I am trying to improve the performance of drawing the skeleton with body tracking for VNDetectHumanBodyPoseRequest
even when further than 5 metres away, and with a stable iPhone XS camera.
The tracking has low confidence for the lower right limbs of my body, noticeable lag and there is jitter. I am unable to replicate the showcased performance in this year's WWDC demo video.
Here is the relevant code, adapted from Apple's sample code:
class Predictor {
func extractPoses(_ sampleBuffer: CMSampleBuffer) throws -> [VNRecognizedPointsObservation] {
let requestHandler = VNImageRequestHandler(cmSampleBuffer: sampleBuffer, orientation: .down)
let request = VNDetectHumanBodyPoseRequest()
do {
// Perform the body pose-detection request.
try requestHandler.perform([request])
} catch {
print("Unable to perform the request: \(error).\n")
}
return (request.results as? [VNRecognizedPointsObservation]) ?? [VNRecognizedPointsObservation]()
}
}
I've captured the video data and am handling the sample buffers here:
class CameraViewController: AVCaptureVideoDataOutputSampleBufferDelegate {
func captureOutput(_ output: AVCaptureOutput, didOutput sampleBuffer: CMSampleBuffer, from connection: AVCaptureConnection) {
let observations = try? predictor.extractPoses(sampleBuffer)

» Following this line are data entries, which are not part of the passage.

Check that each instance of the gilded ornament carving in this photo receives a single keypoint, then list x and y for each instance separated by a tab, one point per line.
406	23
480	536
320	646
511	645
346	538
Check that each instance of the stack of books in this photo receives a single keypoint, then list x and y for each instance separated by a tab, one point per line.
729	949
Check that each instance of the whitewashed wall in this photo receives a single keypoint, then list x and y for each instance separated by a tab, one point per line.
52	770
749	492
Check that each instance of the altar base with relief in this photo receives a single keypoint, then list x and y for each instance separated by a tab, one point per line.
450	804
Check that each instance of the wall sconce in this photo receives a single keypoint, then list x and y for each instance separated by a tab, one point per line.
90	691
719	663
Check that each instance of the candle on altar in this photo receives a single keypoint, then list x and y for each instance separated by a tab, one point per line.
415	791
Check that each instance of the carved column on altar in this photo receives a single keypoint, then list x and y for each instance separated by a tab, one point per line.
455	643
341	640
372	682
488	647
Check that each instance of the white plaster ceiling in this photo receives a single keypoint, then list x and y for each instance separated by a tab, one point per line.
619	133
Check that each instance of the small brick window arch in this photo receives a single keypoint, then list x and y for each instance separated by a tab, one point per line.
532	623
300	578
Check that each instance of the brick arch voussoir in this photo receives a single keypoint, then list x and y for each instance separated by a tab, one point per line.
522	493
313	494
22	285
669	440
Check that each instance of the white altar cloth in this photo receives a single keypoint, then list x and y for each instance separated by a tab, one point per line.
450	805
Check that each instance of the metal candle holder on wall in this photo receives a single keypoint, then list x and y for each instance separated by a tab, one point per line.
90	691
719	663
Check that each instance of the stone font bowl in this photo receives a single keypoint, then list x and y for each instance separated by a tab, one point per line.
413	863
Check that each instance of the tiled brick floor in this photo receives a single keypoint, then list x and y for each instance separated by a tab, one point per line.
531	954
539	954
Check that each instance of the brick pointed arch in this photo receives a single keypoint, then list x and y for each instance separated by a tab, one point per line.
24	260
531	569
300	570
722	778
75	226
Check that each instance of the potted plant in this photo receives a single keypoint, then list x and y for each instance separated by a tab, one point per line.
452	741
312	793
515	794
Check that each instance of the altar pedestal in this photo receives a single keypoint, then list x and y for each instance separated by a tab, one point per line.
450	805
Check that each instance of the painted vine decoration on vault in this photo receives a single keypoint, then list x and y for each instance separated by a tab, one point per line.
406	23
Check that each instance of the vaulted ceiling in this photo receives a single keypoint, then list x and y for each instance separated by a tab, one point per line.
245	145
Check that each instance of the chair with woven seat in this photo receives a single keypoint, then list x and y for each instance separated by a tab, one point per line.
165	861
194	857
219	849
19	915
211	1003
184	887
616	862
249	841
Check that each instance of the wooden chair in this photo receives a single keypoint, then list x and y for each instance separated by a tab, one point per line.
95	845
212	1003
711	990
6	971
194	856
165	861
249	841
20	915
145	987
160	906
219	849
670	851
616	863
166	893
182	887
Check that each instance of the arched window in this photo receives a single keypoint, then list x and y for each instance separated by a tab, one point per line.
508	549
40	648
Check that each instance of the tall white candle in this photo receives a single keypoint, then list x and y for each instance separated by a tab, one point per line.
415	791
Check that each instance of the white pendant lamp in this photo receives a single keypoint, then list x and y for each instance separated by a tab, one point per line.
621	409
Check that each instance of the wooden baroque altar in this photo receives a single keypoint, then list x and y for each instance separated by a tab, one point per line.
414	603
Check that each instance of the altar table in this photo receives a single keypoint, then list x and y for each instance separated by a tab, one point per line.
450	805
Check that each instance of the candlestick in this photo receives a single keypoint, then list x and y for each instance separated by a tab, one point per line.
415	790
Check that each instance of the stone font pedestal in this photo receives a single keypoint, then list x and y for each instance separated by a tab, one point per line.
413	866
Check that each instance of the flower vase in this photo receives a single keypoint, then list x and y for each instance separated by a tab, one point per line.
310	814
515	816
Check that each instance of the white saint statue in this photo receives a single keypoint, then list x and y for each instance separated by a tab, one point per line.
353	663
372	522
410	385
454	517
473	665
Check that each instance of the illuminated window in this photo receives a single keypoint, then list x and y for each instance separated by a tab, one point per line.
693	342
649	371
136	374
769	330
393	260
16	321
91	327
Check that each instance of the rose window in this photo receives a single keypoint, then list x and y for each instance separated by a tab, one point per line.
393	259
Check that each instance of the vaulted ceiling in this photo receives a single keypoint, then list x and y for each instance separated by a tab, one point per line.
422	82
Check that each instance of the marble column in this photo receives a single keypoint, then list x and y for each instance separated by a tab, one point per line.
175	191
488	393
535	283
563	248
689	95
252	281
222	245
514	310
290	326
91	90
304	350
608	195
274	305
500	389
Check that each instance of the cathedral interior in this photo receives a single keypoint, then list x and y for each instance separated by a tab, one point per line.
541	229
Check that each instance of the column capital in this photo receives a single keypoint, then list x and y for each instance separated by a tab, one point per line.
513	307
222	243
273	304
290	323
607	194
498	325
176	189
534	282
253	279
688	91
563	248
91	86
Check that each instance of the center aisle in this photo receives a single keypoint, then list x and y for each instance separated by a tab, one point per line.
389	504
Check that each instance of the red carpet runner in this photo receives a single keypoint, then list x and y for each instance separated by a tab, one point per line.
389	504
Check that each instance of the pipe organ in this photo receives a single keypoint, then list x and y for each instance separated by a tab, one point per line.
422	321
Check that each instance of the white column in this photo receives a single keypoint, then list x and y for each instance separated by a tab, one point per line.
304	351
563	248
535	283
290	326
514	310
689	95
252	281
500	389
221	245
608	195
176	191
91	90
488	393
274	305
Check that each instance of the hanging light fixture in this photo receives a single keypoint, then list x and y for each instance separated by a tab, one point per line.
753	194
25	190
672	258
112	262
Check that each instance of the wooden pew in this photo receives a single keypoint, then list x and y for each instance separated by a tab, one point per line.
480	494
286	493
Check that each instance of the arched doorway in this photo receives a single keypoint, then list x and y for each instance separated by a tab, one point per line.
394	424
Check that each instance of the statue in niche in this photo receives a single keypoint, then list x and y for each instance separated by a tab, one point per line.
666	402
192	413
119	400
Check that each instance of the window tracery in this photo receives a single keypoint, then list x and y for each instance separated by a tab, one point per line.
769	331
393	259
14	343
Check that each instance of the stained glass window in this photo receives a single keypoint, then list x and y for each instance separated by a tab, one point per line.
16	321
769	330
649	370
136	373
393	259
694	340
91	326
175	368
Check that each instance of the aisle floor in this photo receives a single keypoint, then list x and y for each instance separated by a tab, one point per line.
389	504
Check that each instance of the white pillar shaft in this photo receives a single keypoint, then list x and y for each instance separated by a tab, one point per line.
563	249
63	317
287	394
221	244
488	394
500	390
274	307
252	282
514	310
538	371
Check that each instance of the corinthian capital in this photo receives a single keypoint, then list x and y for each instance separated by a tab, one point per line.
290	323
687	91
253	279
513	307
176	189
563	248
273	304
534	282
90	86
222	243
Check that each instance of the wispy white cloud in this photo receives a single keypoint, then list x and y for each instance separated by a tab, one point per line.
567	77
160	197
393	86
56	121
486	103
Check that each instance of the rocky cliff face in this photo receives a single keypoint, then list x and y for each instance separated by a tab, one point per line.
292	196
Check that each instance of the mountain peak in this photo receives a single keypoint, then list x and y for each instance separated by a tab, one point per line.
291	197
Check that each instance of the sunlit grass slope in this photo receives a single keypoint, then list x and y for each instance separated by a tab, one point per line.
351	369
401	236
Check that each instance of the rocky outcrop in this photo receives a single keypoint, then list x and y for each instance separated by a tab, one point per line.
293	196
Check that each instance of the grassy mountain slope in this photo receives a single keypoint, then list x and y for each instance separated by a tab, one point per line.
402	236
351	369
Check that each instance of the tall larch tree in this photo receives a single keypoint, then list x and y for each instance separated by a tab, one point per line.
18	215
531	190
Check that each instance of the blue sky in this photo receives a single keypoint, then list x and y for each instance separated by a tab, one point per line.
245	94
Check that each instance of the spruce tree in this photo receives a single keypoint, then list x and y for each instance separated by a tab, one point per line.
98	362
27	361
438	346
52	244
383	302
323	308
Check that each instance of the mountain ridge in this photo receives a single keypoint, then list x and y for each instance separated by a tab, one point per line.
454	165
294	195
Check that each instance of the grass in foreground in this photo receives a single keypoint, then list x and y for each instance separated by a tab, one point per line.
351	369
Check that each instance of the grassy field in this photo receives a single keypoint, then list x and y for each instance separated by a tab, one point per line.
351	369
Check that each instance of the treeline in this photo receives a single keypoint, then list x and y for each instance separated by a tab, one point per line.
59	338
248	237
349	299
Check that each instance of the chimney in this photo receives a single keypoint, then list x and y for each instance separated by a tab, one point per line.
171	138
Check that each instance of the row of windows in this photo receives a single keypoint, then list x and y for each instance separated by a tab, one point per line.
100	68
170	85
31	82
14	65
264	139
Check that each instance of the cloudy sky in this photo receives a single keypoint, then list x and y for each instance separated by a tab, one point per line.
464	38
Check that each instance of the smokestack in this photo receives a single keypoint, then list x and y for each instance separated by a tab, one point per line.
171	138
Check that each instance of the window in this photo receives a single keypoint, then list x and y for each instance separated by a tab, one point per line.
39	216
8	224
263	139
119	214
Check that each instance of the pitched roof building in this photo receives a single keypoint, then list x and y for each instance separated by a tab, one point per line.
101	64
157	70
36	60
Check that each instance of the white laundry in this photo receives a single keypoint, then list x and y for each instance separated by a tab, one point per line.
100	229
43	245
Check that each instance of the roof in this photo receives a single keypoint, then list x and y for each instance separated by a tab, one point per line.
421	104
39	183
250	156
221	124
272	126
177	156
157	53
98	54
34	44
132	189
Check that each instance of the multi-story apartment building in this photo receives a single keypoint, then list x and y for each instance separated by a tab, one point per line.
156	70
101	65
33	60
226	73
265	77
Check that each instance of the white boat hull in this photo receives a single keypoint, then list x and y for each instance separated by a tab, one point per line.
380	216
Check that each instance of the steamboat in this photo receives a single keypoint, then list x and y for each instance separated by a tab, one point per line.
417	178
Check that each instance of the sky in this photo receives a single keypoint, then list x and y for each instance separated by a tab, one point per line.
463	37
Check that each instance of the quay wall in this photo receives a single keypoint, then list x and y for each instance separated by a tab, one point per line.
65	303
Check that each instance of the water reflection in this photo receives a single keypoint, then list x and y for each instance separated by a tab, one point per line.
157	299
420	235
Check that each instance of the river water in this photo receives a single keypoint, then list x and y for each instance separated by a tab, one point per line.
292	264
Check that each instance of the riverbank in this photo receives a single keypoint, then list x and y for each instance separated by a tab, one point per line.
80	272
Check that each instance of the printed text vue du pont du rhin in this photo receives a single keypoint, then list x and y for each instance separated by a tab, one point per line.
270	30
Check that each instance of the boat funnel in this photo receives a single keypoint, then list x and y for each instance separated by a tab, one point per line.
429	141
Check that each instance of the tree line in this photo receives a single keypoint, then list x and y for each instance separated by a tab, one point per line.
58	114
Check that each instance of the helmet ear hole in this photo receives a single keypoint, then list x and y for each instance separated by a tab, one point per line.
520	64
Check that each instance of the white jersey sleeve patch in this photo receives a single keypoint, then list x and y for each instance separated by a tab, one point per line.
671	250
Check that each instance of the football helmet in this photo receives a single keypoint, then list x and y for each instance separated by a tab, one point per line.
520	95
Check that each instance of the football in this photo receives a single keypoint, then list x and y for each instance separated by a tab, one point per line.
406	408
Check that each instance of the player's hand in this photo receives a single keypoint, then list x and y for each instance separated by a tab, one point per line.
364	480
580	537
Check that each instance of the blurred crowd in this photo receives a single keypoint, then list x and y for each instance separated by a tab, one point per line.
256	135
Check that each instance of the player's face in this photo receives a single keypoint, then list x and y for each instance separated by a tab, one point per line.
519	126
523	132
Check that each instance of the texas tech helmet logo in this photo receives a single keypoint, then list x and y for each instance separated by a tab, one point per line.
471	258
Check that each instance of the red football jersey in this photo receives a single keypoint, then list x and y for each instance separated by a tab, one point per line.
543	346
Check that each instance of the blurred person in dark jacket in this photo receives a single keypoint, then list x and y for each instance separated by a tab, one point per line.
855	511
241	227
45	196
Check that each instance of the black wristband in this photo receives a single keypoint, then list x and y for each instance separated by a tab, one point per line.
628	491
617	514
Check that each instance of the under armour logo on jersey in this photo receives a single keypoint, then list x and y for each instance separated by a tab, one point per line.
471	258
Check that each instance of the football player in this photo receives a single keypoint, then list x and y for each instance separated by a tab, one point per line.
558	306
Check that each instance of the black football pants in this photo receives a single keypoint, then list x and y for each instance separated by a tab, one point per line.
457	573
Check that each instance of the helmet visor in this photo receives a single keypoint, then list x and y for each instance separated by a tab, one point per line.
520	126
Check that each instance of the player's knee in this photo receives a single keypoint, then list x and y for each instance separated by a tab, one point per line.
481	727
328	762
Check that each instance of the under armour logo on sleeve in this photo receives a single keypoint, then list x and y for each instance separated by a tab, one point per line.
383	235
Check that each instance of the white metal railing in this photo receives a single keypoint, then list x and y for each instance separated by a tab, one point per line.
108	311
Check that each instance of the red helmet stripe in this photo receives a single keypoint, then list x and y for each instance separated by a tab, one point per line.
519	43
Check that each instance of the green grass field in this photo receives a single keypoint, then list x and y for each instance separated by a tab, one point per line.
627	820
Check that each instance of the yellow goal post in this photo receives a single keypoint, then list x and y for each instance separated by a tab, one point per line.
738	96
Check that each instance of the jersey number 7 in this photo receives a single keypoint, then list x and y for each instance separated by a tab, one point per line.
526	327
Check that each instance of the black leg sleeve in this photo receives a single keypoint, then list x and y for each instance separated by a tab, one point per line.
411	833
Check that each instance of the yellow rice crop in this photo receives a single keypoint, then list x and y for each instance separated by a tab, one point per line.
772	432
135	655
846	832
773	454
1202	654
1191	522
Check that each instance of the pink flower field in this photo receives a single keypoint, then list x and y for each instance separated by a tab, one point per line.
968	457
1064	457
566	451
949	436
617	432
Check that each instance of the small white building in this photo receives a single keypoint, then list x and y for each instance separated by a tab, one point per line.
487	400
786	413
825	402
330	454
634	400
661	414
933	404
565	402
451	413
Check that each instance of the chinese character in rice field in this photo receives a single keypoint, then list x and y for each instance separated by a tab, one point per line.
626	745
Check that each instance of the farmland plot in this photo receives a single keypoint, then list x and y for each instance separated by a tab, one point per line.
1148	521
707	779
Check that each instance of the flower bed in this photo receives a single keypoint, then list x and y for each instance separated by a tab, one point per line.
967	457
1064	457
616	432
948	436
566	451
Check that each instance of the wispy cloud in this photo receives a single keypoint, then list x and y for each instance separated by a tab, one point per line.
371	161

observations?.forEach { processObservation($0) }
}
func processObservation(_ observation: VNRecognizedPointsObservation) {
// Retrieve all torso points.
guard let recognizedPoints =
try? observation.recognizedPoints(forGroupKey: .all) else {
return
}
let storedPoints = Dictionary(uniqueKeysWithValues: recognizedPoints.compactMap { (key, point) -> (String, CGPoint)? in
return (key.rawValue, point.location)
})
DispatchQueue.main.sync {
let mappedPoints = Dictionary(uniqueKeysWithValues: recognizedPoints.compactMap { (key, point) -> (String, CGPoint)? in
guard point.confidence > 0.1 else { return nil }
let norm = VNImagePointForNormalizedPoint(point.location,
Int(drawingView.bounds.width),
Int(drawingView.bounds.height))
return (key.rawValue, norm)
})
let time = 1000 * observation.timeRange.start.seconds
// Draw the points onscreen.
DispatchQueue.main.async {
self.drawingView.draw(points: mappedPoints)
}
}
}
}
The drawingView.draw
function is for a custom UIView
on top of the camera view, and draws the points using CALayer
sublayers. The AVCaptureSession
code is exactly the same as the sample code here.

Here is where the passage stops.